The Law Firm of Piacentile, Stefanowski & Malherbe LLP

Government Relators Under the False Claims Act

There are very few limitations on Government Employees blowing the whistle and being relators through the False Claims Act. The Sixth Circuit found in United States v. A.D. Roe Co., 186 F.3d 717, 722 n. 5 (6th Cir. 1999), that “[N]o court has accepted the argument that government employees per se can never be relators in a qui tam action.” This holding is consistent with the Eleventh Circuit's holding from the 1991 case, U.S. ex rel. Williams v. NEC Corp., 931 F.2d 1493 (11th Cir. 1991), wherein the Eleventh Circuit also decided that “nothing in the False Claims Act prohibits a government employee from filing a qui tam action based upon information acquired while working for the government.”. A Fifth Circuit case from 2012, U.S. ex rel. Little and Arnold v. Shell Exploration & Prod., et al., 2012 WL 3089777 (5th Cir. 2012), found that government employees are considered private persons and could bring a qui tam actions. This was after the defendant filed to dismiss on the ground that since the relators were government employees, they were not private persons. The court decided that since the relators reported the fraud to their agency and the agency did nothing, they were free to bring a claim and in that case, were considered the original source of information.

In another recent case decided by a federal district court, U.S. ex rel. Griffith v. Conn, CIV. 11-157-ART, 2015 WL 779047, at *1 (E.D. Ky. 2015), the court raise a new issue which would be the only one directly relevant to being a government employee, and that is the fact that it is part of their duty to report the fraud, and why should they be rewarded more for doing something that is already expected from them. This means that there is no way for them to meet the requirement of “voluntarily” providing information, as they had a duty as part of their job description and per their agency manual. One of the relators in the case was able to continue the claim as she had resigned from the agency before the claim and as such was not bound by the manual or her job description. This means that there are some very specific scenarios where an employee would be limited.
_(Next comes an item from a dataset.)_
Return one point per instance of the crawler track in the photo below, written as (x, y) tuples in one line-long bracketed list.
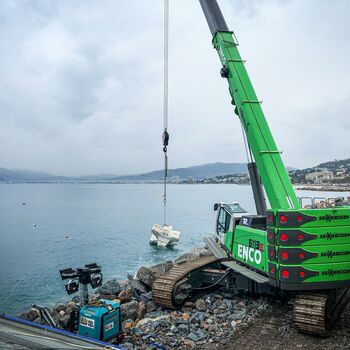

This is though in the Sixth Circuit, and there are exceptions, so this inquiry of whether a government relator can provide information "voluntarily" if their duties require it, is fact-intensive and dependent.

There have been another few instances where this was slightly limited, but it was due to the fact that there was a public disclosure issue and not related to the fact that they were government employees.